In his earlier arguments challenging the cell phone location information, Andrews asserted that Sgt. O'Rourke deliberately "lied" in order to obtain the information. (See May 8, 2019 Order at 27.) The Court presumed that the alleged "lies" stemmed from information attributed to a percipient witness and a shooting victim. (Id.) Regardless of whether a second volley of shots was fired during the second shooting or the non-victim witness was an eyewitness or merely a percipient witness—facts which Andrews contested—the Court found that the salient facts on which O'Rourke based his request were borne out by the evidence. (Id. at 28.) Specifically, percipient witnesses to the second shooting placed Andrews at the scene, identifying him as the gunman who shot two people. (Id.) Officers had reason to believe that Andrews had participated in a shooting an hour and a half earlier, in the same general area, based on the description of the suspect vehicle: a blue Chevy Tahoe with no license plates. (Id.) These events sufficiently provided the exigency necessary to obtain the voluntary disclosure of cell phone location information from Andrew's provider, T-Mobile, for a limited period.

Again, given all of this evidence, it seems unlikely that newly disclosed bodycam footage relating to the information that officers provided to T-Mobile will result in the suppression of evidence. In any event, to the extent that Andrews has newly disclosed bodycam footage that relates to the information that officers provided to T-Mobile, the suppression hearing may be reopened on this limited basis.

7. Other Constitutional Violations

Andrews contends that "there are many more facts of constitutional violations by the government that pertain to dismissal or suppression of evidence motions by the defense that the Defendant tried to prove up in many of his motions and by the Government suppressing the evidence till after the hearings." (Def.'s Mot. at 4-5.)

The instant motion is the means by which Andrews must identify any newly disclosed evidence and its potential impact on his suppression arguments. Vague references to additional "constitutional violations" will not suffice. The hearing will be reopened, limited to the newly disclosed evidence noted above, and for the purposes noted above. Because the Court has thoroughly considered Andrews' prior motions and given him several opportunities to argue for the suppression of evidence, no other bases for reopening the hearing are permitted. Therefore, the Court will not entertain any other issues, including issues previously ruled open, and previously admitted discovery.
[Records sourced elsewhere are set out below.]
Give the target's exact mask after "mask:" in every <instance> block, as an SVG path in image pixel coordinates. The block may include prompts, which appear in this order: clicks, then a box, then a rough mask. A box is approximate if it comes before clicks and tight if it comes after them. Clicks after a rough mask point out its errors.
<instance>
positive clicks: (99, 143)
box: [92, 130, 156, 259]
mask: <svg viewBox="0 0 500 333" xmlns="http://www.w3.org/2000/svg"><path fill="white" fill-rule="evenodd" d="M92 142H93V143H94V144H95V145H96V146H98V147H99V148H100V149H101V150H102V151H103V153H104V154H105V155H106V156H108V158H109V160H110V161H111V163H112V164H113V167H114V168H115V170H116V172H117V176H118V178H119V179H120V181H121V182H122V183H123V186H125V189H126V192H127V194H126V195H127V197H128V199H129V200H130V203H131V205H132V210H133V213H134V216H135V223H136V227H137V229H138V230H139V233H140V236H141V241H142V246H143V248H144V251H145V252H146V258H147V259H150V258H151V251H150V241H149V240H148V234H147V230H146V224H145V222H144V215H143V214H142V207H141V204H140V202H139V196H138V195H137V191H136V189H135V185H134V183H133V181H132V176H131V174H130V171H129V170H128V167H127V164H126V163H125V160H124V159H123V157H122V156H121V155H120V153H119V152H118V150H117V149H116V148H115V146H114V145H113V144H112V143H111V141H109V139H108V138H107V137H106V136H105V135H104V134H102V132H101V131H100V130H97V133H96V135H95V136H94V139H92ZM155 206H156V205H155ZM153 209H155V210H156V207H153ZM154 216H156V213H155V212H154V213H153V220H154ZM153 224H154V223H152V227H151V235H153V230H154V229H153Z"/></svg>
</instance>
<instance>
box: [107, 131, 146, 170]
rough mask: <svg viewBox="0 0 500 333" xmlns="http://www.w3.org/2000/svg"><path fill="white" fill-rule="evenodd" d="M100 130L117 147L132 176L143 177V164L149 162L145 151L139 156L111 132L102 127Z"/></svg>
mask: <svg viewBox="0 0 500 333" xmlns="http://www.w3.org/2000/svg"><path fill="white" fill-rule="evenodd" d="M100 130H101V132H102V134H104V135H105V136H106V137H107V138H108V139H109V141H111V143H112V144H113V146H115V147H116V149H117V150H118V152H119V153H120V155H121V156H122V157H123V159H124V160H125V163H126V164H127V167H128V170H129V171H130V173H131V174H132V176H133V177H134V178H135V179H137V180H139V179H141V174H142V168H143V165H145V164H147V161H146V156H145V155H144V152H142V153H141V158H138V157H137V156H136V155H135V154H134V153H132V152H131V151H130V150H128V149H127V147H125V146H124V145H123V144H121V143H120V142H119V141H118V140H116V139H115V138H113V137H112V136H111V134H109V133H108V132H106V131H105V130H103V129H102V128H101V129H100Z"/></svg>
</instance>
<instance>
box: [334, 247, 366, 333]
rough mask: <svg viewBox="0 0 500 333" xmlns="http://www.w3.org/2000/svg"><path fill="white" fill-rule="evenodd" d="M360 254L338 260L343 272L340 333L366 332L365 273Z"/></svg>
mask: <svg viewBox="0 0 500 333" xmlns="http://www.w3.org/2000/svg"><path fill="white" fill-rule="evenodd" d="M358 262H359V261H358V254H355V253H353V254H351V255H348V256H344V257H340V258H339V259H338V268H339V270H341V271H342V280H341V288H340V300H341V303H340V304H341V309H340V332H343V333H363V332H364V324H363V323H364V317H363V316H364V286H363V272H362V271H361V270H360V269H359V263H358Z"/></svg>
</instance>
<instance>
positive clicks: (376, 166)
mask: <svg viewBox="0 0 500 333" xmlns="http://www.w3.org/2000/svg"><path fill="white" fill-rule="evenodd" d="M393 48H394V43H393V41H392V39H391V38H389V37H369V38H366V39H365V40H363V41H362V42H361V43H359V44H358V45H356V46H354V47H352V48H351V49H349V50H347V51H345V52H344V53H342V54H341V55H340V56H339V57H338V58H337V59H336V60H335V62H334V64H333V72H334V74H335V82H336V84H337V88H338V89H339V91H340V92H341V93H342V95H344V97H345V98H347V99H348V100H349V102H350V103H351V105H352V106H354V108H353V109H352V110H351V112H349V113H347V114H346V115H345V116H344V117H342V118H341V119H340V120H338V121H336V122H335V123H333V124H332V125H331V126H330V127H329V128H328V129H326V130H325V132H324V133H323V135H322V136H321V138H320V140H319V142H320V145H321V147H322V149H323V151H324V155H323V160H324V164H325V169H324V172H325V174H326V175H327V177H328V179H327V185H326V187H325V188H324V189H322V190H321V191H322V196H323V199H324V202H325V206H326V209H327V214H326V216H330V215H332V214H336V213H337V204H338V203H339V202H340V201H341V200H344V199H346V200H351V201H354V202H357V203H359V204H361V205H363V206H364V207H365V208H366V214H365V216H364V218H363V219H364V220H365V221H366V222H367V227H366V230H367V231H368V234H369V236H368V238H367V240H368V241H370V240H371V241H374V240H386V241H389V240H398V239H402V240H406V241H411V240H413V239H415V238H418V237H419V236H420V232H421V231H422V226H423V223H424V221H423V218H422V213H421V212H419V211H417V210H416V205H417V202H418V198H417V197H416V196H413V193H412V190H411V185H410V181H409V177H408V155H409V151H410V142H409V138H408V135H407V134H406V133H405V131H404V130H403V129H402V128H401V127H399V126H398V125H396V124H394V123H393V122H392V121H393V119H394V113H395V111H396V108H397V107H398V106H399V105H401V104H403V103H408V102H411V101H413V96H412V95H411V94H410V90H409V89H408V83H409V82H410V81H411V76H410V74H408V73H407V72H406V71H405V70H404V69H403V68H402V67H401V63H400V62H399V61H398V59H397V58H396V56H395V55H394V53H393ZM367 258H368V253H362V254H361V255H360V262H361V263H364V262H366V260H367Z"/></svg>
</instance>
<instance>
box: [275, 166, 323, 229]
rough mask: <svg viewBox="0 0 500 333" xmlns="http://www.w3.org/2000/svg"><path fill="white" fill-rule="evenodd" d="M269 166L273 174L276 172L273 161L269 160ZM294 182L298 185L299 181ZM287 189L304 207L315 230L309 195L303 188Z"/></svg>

THEREFORE, IT IS HEREBY ORDERED THAT:

1. Defendant's Motion to Reopen the Pretrial Motions Hearing [Doc. No. 220] is GRANTED in part and DENIED in part.

FootNotes


1. Defendant asserts that "this motion is made at the request of Judge Nelson." (Def.'s Mot. at 2.) The Court simply permitted Andrews to file a motion, limited to newly disclosed evidence, and to demonstrate good cause for reopening the hearing.
2. In particular, he argues that this evidence refutes the Government's claim that Defendant's cell phone location information provided his location on the night of his arrest. (Def.'s Mot. at 3-4.)